The Last Sunset se situe dans une période creuse de la carrière de Robert Aldrich. Après avoir aligné les chefs d'œuvres dans la première moitié des années 50, le réalisateur marquait le pas après l'échec du Grand Couteau. La fermeture de sa société de production Associates and Aldrich (qui renaîtra de ses cendres grâce au succès des Douze Salopards) l'obligeait à accepter des projets impersonnels où il ne s'impliquera guère (Sodome et Gomorrhe officieusement dirigé par Sergio Leone) et lui faisant perdre de son pouvoir de décision sur ses films.

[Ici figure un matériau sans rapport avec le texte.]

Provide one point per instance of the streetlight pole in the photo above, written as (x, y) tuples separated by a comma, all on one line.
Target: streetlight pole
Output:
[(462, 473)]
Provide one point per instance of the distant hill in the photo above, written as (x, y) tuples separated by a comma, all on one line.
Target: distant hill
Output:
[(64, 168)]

Cela s'avérera particulièrement vrai sur El Perdido où Kirk Douglas acteur et producteur via sa société Bryna (en difficulté à l'époque par la production couteuse de Spartacus) s'oppose dès le départ à son réalisateur qu'il ne juge pas assez impliqué Aldrich convoquant (selon Douglas) sur le tournage des scénaristes avec qui il travaille sur ses futurs projets. Tout cela donnera un résultat bancal mais néanmoins réussi et très significatif avec notamment La Vengeance aux deux visages de Brando sur les mutations en cours du western américain.

On sent bien les entraves posées par Kirk Douglas à Aldrich dont le sens de l'excès et la violence ne surgissent que par intermittences, notamment lors des accès de rage de O'Malley (ce moment où il tente d'étrangler un chien) où une terrible scène révélant la lâcheté de l'époux alcoolique joué par Joseph Cotten. Ici la violence est plus sourde et retenue que véritablement active mais n'en est pas moins intense. Les liens passés tumultueux qui lient les personnages instaurent ainsi une tension de tous les instants.

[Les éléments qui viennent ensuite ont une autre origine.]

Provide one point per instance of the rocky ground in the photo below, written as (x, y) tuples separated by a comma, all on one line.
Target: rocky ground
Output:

Rock Hudson pourchasse ainsi le criminel Kirk Douglas meurtrier de son beau-frère et les deux vont devoir s'associer en attendant de passer la frontière mexicaine pour convoyer le troupeau conduit par Joseph Cotten, époux claudiquant de Dorothy Malone amour de jeunesse de Douglas. La tension entre Hudson et Douglas n'atteint pas tout à fait les sommets attendus malgré l'interprétation irréprochable car le personnage d'Hudson semble moins fouillé et mis en valeur mais la rivalité amoureuse qui interviendra à mi film exprime bien ce qui oppose et rapproche les deux héros.

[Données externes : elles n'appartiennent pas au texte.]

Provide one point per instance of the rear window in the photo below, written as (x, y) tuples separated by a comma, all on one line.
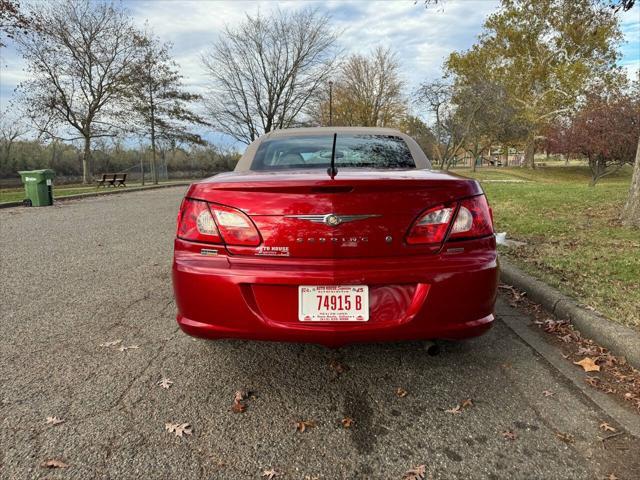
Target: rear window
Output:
[(352, 151)]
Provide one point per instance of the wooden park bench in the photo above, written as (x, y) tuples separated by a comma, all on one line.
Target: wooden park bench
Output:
[(113, 180)]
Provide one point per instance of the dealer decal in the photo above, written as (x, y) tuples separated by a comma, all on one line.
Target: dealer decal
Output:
[(273, 251)]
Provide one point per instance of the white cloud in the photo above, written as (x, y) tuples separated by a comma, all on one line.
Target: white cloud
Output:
[(422, 37)]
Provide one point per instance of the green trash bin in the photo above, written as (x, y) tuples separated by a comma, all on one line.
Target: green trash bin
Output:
[(38, 186)]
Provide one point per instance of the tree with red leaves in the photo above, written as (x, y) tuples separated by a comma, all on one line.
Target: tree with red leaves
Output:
[(605, 131)]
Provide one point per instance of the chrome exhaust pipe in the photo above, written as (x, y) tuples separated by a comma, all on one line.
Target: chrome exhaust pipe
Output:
[(432, 348)]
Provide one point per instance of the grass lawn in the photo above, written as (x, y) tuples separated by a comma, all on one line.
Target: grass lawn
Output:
[(17, 194), (574, 240)]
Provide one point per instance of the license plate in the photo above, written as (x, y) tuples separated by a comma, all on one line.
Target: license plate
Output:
[(325, 303)]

Kirk Douglas avec son allure d'archange noir et ses instincts de tueurs sans remords évoquent immédiatement le Lancaster de Vera Cruz. On découvrira pourtant progressivement un être passionné, romantique et figé dans le passé où Dorothy Malone adolescente fit chavirer son cœur. L'acteur délivre là une de ses prestations les plus sensibles, la dureté masquant toujours une âme écorchée vive (magnifique déclaration nocturne dans le désert).

Hudson est lui une figure solide et rassurante (qui représente plus l'avenir que la nostalgie douloureuse qu'éveille Douglas) pour une touchante Dorothy Malone dans un superbe rôle de femme mûre et marquée par la vie.

Ce nœud d'intrigues confère une tonalité romanesque inhabituelle chez Aldrich, qui vire même au psychanalytique dans une dernière partie audacieuse où flotte un parfum d'inceste. L'action se fait finalement assez rare (hormis un fulgurant affrontement en pleine tempête de sable) et le ton très introspectif et rêvé des dernières scènes envoute totalement : l'arrivée d'une sublime et virginale Carole Linley en robe jaune éveillée à la féminité, le regard chargé de souvenir et de désir de Douglas prêt à commettre l'irréparable...

Une révélation finale renforce encore la teneur mélodramatique de l'histoire et lorsqu’Aldrich daigne enfin céder aux canons du genre lors du duel final, c'est une profonde mélancolie qui en guide l'issue avec un sacrifice déchirant. Malgré les défauts dû à sa gestation houleuse (rythme très inégal) un beau western qui n'a pas à rougir face aux autres tentatives d'Aldrich dans le genre.

Sorti en dvd zone 2 françcais chez Sidonis dans la collection western.